# Minnesota outfitter



## Zkovach1175 (Mar 29, 2017)

We usually go to Canada but with the border closed we may look this year for something in Minnesota. Anyone have any suggestions? Looking for trout, walleye, crappie etc around late May. I appreciate any suggestions.


----------



## Crestliner 16 (Aug 28, 2019)

Anywhere in the Voyager area. Ely is a good starting point.


----------



## grapestomper (Jan 9, 2012)

We fished Crane lake a Kabetogama and had a ball.


----------



## Crestliner 16 (Aug 28, 2019)

grapestomper said:


> We fished Crane lake a Kabetogama and had a ball.


How long did you fish? I'm interested in going on another fishing adventure. Any information is appreciated. Thanks


----------



## grapestomper (Jan 9, 2012)

Crestliner 16 said:


> How long did you fish? I'm interested in going on another fishing adventure. Any information is appreciated. Thanks


I think it was 5-6 days each. Kabetogama was windy but had a little bigger fish. Crane you could get out of the wind all the time if it was blowing. 

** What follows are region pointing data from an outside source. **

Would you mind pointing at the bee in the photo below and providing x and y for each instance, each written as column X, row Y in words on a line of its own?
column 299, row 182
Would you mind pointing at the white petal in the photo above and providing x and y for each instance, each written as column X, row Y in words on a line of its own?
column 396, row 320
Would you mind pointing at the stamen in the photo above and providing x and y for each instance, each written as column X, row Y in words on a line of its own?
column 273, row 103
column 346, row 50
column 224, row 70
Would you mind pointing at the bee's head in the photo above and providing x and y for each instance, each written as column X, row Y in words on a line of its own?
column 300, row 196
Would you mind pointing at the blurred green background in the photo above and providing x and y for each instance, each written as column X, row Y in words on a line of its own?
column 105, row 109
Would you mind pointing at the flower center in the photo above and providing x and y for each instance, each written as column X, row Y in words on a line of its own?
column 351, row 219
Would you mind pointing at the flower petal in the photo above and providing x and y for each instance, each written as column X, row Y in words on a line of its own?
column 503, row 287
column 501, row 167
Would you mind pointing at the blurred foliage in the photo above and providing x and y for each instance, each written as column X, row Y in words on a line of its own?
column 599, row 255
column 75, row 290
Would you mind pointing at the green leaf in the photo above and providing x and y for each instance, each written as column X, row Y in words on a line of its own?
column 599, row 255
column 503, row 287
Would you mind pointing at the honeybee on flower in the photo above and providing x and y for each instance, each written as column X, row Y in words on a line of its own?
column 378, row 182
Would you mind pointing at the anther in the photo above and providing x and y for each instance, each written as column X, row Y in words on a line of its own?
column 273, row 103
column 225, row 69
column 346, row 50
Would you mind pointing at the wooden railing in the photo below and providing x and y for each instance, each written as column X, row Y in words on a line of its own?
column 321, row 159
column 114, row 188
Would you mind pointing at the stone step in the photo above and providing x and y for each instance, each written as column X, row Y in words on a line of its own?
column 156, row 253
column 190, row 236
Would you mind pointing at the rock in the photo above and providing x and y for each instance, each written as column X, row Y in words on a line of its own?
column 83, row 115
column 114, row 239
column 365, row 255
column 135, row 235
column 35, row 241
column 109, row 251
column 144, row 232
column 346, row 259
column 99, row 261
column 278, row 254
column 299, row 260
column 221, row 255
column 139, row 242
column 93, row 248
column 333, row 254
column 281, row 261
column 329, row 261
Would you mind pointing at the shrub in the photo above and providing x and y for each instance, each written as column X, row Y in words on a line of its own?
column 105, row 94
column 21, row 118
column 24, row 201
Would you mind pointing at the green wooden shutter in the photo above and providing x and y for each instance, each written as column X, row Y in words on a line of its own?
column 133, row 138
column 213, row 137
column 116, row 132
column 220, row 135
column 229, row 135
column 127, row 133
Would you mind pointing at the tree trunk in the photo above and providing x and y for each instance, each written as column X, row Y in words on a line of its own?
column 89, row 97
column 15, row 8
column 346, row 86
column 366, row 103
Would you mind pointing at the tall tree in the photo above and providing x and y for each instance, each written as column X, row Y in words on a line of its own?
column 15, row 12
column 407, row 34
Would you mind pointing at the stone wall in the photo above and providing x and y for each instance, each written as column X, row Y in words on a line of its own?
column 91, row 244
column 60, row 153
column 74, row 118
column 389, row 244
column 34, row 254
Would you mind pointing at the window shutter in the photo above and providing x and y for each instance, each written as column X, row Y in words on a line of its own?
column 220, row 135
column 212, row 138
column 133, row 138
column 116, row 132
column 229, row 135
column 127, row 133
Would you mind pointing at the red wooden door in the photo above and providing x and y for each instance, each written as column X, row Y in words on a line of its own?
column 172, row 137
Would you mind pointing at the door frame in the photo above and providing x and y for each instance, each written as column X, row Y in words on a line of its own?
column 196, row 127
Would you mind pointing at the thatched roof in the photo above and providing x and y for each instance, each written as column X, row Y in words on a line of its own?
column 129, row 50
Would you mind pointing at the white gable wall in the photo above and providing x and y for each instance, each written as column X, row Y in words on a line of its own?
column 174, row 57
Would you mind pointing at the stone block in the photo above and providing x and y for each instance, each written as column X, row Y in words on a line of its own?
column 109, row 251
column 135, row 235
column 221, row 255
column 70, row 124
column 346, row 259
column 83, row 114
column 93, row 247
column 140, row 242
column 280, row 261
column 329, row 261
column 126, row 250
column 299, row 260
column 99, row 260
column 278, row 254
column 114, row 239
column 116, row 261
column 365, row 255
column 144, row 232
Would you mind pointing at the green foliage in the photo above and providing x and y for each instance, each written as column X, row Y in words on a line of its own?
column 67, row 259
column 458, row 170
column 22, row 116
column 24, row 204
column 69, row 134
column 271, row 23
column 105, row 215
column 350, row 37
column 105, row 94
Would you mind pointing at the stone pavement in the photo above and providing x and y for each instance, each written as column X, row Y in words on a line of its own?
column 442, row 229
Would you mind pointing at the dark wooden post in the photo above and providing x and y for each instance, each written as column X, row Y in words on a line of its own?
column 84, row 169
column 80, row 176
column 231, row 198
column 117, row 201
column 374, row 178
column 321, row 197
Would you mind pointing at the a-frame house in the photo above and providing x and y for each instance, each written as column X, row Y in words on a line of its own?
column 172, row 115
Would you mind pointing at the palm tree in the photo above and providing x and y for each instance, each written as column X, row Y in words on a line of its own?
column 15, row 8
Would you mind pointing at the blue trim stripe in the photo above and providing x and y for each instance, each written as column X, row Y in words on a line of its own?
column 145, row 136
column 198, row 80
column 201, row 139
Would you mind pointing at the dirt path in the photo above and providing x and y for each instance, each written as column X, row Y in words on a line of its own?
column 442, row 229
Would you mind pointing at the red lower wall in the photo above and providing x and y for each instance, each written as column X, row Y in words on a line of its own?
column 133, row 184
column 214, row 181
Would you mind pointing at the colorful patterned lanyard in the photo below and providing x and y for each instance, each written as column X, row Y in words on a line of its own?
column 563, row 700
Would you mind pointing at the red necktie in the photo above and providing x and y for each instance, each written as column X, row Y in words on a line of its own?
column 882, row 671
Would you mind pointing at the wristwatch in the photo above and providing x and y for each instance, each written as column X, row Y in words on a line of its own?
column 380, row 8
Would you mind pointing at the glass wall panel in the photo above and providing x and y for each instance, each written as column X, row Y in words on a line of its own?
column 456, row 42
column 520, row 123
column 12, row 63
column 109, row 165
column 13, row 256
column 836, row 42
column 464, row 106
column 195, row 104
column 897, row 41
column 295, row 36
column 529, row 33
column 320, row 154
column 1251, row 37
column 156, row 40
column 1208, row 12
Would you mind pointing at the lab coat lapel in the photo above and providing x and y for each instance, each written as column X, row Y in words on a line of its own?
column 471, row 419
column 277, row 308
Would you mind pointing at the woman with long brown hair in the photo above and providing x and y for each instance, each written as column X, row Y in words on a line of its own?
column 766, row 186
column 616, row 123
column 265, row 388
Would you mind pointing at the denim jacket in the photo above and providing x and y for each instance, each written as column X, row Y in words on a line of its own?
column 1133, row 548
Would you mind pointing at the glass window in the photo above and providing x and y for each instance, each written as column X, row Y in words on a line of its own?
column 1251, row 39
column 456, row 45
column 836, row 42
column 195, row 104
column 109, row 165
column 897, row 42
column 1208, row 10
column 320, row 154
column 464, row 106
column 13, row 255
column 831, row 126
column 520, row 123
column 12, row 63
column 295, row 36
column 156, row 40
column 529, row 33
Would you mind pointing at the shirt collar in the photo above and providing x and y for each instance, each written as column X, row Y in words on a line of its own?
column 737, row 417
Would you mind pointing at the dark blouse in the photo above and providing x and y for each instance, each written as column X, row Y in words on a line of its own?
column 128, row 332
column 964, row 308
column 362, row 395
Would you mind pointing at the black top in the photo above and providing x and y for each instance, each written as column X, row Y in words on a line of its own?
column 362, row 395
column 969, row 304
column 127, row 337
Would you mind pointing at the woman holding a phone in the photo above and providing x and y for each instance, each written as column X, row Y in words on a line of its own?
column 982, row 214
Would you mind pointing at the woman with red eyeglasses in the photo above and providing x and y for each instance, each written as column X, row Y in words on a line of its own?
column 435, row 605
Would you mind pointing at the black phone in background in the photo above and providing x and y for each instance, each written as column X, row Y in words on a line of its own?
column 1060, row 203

Sent from my iPhone using Michigan Sportsman mobile app


----------



## Crestliner 16 (Aug 28, 2019)

T


grapestomper said:


> I think it was 5-6 days each. Kabetogama was windy but had a little bigger fish. Crane you could get out of the wind all the time if it was blowing.
> 
> 
> Sent from my iPhone using Michigan Sportsman mobile app


Thank you.


----------